El viejo truco del vengador justiciero
En el marco de una Nueva Orleáns derruida y abandonada por el Estado, Nicolas Cage pone rutinariamente el cuerpo para un profesor de literatura metido en una historia de venganzas cruzadas: todo termina perdiéndose en una serie de giros narrativos.
Vaya uno a saber en qué momento exacto ese embrión de estrella cinematográfica que era Nicolas Cage a finales de los ’80 devino en el intérprete asalariado de los 2000. El tipo es, a estas alturas, un saltimbanqui. Y a pura honra: pasa de la estilización bélica de Códigos de guerra al melodrama biempensante de Torres Gemelas, y de ahí al exceso festivo en Infierno al volante 3D y a las zonceras fantasiosas ofrecidas por Cacería de brujas y El aprendiz de brujo. Eso sí, a no pedirle que mueva un músculo de su cara: el rostro momificado de tránsito lento no se negocia. A lo sumo puede reducir, ampliar y/o pintar su cabellera. O, como en el caso de Fuera de la ley, remarcar la barbita candado alrededor de su boca. Sabia decisión, sobre todo cuando se busca inspirar un atisbo de temor al séquito de justicieros anónimos deseosos de hacer de su pecho un colador.
Cage y su barba le dan carnadura a Will Gerard, un auténtico pan de Dios: obcecado docente de literatura en una escuela de los suburbios de la ruinosa Nueva Orleáns, busca inspirar a sus alumnos leyéndoles a Shakespeare y llevándolos a conciertos de música clásica. Tanto esfuerzo tuvo su recompensa. Según recuerda ante su amigo, colega y compañero de ajedrez Jimmy (Harold Perrineau; Michael en Lost), fue justamente en una de esas salidas educativas donde conoció a la violonchelista que hoy es su esposa, Laura (January Jones, de Mad Men). Pero el idilio, claro está, debe romperse para que haya película, y esto ocurre cuando ella sufre un violento ataque sexual. En plena sala de espera del hospital, Will recibe la oferta justa para ese momento de zozobra. “Somos una organización que lidia con este tipo de gente”, le dice, cual simulador de Szifrón, el enigmático Simon (Guy Pearce). Pero la aceptación del servicio, le aclara, implica una futura contraprestación a favor de la causa. Will vacila y finalmente da el visto bueno. Seis meses más tarde, ya con la mujer recuperada, los vengadores anónimos volverán en busca de aquel favor. Favor que consiste en el asesinato a sangre fría de otro hombre.
Lo primero que llama la atención del último opus de Roger Donaldson –otro saltimbanqui: Cocktail, Especies, Trece días, Sueños de gloria, El gran golpe, entre otros– es su bautismo nacional. Como si fuera insuficiente con la falta de literalidad entre Seeking justice y Fuera de la ley, ambas terminologías permiten establecer una relación dialógica entre sus significaciones. Es que en ellas se esclarecen involuntariamente las causas y consecuencias de los procesos instrumentados por el protagonista y sus contrafiguras a lo largo del film: si el “buscando justicia” refiere al qué, a la historia varias veces vista de un hombre común sometido a situaciones extraordinarias, el título local aborda el cómo. Esto es: las motivaciones para buscar esa supervivencia. Motivaciones que viran de eje promediando el metraje, cuando el guión de Robert Tannen deja de lado la búsqueda de venganza para abrazar la historia del fugitivo y sus falsas acusaciones, temática ya abordada por el realizador australiano en Sin salida.

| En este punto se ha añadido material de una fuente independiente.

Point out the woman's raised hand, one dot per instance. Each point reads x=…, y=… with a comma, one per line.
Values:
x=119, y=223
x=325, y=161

El cambio narrativo se traduce en otro geográfico, cuya principal consecuencia es la ventilación de una historia hasta entonces socavada por su óxido. La salida de la acción a las calles muestra un Estado casi ausente, condición perfecta para el reinado de los justicieros y su penetración en los puntos más altos de los organismos gubernamentales. Eso le insufla al film un brío eminentemente político que rememora al desquicio alucinógeno de Herzog en Un maldito policía en Nueva Orleáns. Es que en ambas el centro no es la resolución del conflicto delictivo en particular, como sí ocurre en Identidad desconocida, en la que huida era pura pirotecnia, sino en la caída de la instituciones y de su representatividad en una sociedad profundamente de-sencantada. Eso y, claro, las barbas de Nicolas Cage.